# Anyone Else Have A Snipe At This??



## Who. Me? (Jan 12, 2007)

Anyone else have a sneeky snipe at this one? ... 300235104476

It was poorly described, so I did, but I went in too low.

Wasn't sure what its real value was, or I'd have put a higher bid in.


----------



## Zessa (Apr 9, 2008)

Now there's a watch I've never heard of before.

It would be interesting to see how close it is to the Bulova movement or if there where enough changes to prevent copyright enfringment (where the Russians ever worried about that :lol:?)


----------



## Silver Hawk (Dec 2, 2003)

I've seen a couple of those in the past year...and they always attract a lot of attention....that one seemed to go quite cheaply but its a non-runner and while the watch does seem to be an exact copy of the 214, I wonder if the parts are truly inter-changeable.


----------



## Who. Me? (Jan 12, 2007)

Silver Hawk said:


> I wonder if the parts are truly inter-changeable.


That's the main reason why I made a conservative bid.
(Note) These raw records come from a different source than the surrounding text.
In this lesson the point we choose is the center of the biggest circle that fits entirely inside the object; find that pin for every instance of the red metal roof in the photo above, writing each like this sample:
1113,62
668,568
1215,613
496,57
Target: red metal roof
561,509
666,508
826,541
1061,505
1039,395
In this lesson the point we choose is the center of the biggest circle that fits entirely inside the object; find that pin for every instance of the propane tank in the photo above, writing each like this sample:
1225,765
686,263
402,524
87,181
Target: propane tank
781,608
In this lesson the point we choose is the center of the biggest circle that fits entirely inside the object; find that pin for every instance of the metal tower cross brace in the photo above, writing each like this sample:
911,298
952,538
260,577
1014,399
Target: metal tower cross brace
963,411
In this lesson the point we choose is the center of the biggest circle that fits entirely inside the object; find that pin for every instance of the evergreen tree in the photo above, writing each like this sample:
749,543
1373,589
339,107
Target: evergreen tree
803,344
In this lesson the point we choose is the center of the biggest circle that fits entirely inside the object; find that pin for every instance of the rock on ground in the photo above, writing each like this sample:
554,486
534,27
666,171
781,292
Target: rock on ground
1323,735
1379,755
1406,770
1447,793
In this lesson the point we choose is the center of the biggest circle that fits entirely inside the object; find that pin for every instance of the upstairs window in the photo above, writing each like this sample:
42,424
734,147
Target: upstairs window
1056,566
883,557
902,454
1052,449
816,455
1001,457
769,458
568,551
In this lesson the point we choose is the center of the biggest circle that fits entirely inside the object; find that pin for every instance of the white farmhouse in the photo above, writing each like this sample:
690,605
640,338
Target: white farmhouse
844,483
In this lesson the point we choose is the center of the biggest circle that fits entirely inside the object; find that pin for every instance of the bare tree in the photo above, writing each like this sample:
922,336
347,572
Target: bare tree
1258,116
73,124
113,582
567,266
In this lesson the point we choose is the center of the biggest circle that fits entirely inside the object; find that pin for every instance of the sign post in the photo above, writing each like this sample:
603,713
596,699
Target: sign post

Would have been fun to find out though.


----------



## jasonm (Nov 22, 2003)

I think he go's on a bit in his description........


----------



## Larry from Calgary (Jun 5, 2006)

Who. Me? said:


> Anyone else have a sneeky snipe at this one? ... 300235104476
> 
> It was poorly described, so I did, but I went in too low.
> 
> Wasn't sure what its real value was, or I'd have put a higher bid in.


I did see it........ but decided against bidding on it.

Interesting piece though. One more on the list for another time

:lol:


----------